Over the course of the study, the researchers consistently found that both groups of readers lived longer than the non-readers. The readers who read over 3.5 hours a week lived a full 23 months longer than the people who didn’t read at all. That extended lifespan applied to all reading participants, regardless of “gender, wealth, education or health” factors, the study explains. That’s a 20% reduction in mortality created by a sedentary activity. That’s a big deal, and a very easy fix for improving quality of life in anyone over 50.

The results get better. “Compared to non-book readers,” the authors continue, “book readers had a 4-month survival advantage,” at the age when 20% of their peers passed away. “Book readers also experienced a 20% reduction in risk of mortality over the 12 years of follow up compared to non-book readers.” The authors continue:

“Further, our analyses demonstrated that any level of book reading gave a significantly stronger survival advantage1 than reading periodicals.
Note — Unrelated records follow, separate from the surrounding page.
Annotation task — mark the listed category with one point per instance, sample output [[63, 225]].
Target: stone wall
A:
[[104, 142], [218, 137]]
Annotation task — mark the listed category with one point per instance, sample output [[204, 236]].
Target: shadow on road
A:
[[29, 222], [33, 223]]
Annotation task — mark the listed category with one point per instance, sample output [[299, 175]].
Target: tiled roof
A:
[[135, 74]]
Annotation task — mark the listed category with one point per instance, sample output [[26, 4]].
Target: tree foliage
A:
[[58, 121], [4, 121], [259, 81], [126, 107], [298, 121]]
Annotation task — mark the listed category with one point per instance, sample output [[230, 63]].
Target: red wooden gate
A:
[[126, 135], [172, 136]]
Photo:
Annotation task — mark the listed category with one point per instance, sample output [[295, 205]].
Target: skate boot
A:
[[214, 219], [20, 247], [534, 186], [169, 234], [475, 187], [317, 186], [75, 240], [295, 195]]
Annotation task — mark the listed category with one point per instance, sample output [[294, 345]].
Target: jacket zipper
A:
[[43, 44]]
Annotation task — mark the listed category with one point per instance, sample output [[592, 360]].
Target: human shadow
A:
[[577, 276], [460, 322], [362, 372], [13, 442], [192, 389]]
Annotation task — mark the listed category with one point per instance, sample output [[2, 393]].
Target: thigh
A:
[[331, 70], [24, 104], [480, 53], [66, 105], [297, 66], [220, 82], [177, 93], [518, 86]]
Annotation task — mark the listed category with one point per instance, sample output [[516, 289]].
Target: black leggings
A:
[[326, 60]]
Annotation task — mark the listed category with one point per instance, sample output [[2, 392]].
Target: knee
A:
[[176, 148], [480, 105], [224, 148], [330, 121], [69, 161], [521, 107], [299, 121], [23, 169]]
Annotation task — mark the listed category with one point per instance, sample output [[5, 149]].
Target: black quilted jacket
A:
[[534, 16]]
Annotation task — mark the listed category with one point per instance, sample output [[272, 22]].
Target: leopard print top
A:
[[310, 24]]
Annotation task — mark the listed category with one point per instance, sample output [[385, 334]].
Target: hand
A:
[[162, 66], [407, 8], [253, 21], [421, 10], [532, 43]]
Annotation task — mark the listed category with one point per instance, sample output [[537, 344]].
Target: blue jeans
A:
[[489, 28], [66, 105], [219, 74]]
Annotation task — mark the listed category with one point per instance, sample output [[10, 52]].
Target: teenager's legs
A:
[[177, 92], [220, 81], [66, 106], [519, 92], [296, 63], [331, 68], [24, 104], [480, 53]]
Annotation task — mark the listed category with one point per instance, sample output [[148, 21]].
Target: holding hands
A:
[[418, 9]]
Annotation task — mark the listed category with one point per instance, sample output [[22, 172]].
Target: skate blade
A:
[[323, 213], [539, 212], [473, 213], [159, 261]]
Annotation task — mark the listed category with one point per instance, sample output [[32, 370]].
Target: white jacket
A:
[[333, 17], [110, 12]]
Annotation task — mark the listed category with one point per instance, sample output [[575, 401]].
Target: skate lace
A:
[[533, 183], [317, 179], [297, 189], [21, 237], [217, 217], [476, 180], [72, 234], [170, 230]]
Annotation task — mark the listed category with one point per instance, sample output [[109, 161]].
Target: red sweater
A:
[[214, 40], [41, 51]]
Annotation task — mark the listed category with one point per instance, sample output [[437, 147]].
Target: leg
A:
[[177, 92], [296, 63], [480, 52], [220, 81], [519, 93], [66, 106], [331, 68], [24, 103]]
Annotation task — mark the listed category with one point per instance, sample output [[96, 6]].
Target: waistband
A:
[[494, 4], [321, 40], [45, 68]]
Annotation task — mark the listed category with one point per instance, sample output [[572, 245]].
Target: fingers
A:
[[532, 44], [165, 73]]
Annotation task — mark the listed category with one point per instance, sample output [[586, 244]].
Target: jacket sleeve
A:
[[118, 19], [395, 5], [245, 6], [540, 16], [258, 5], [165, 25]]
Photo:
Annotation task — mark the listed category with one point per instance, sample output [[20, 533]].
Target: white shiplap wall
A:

This is a novel finding, as previous studies did not compare types of reading material; it indicates that book reading rather than reading in general is driving a survival advantage.”

The reason books had greater gains than periodicals is because book reading involves more cognitive faculties. The readers didn’t begin with higher cognitive faculties than the non-readers; they simply engaged in the activity of reading, which heightened those faculties. “This finding suggests that reading books provide a survival advantage due to the immersive nature that helps maintain cognitive status,” said the study’s authors.